Mike, thank you very much for your very kind and gracious words! We had an absolutely amazing time!

And as far as you thanking me for anything, please know that you are very welcome and that the pleasure was all mine!

The funny thing is that before arriving at your home I had decided that I really was not in the mood for a writing project. But I learned a lot during the visit and I realized then that I had quite a bit to say!
 
Great write up there Ron. I remember when Mike had Mark Levinson amps and just bought his Karma speakers - start of the slippery slope

Mike - enjoy the great system and more importantly the music!!
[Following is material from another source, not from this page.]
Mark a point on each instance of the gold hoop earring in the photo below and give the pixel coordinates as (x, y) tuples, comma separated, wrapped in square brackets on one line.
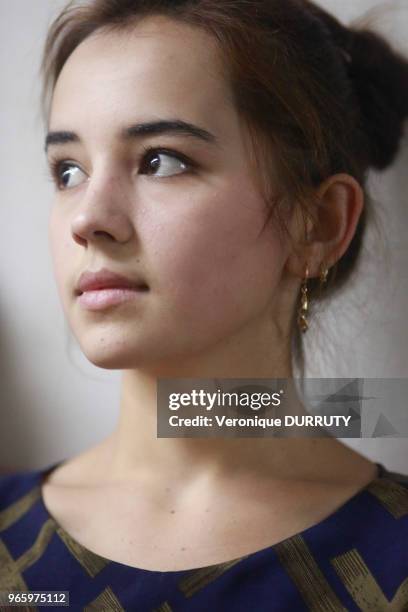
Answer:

Thank you, XV-1. It is nice that you have followed Mike throughout his entire audio journey!
 
. . .

Ron is a "Mono and Stereo - Senior Contributing Reviewer", business interests are evident.
Maybe Matej is not happy with Tripoint....

There is nothing bad on this, but please, do not treat like this a brand that has revolutionized the audio world with that affimation: "Mike has deployed an elaborate array of Tripoint and Entreq grounding products, which I do not understand and which we did not discuss." following with "Mike is intellectually honest when he stipulates that he does not know how or why things sound as they do. He is not a scientist or an electronics engineer, and he does not pretend to be".

So, what had you to discuss?

Truth only has one way....

King regards.

Dear Stereophonic,

1) That is a very interesting theory. The facts are:

A) I have never received a single penny from anything I have ever written for Mono and Stereo.

B) I literally have no idea if Tripoint advertises on Mono and Stereo.

C) Matej and I have never once discussed -- not in person, not on the telephone, not in email, not on SMS, not via Morse Code, not via smoke signals -- Tripoint products.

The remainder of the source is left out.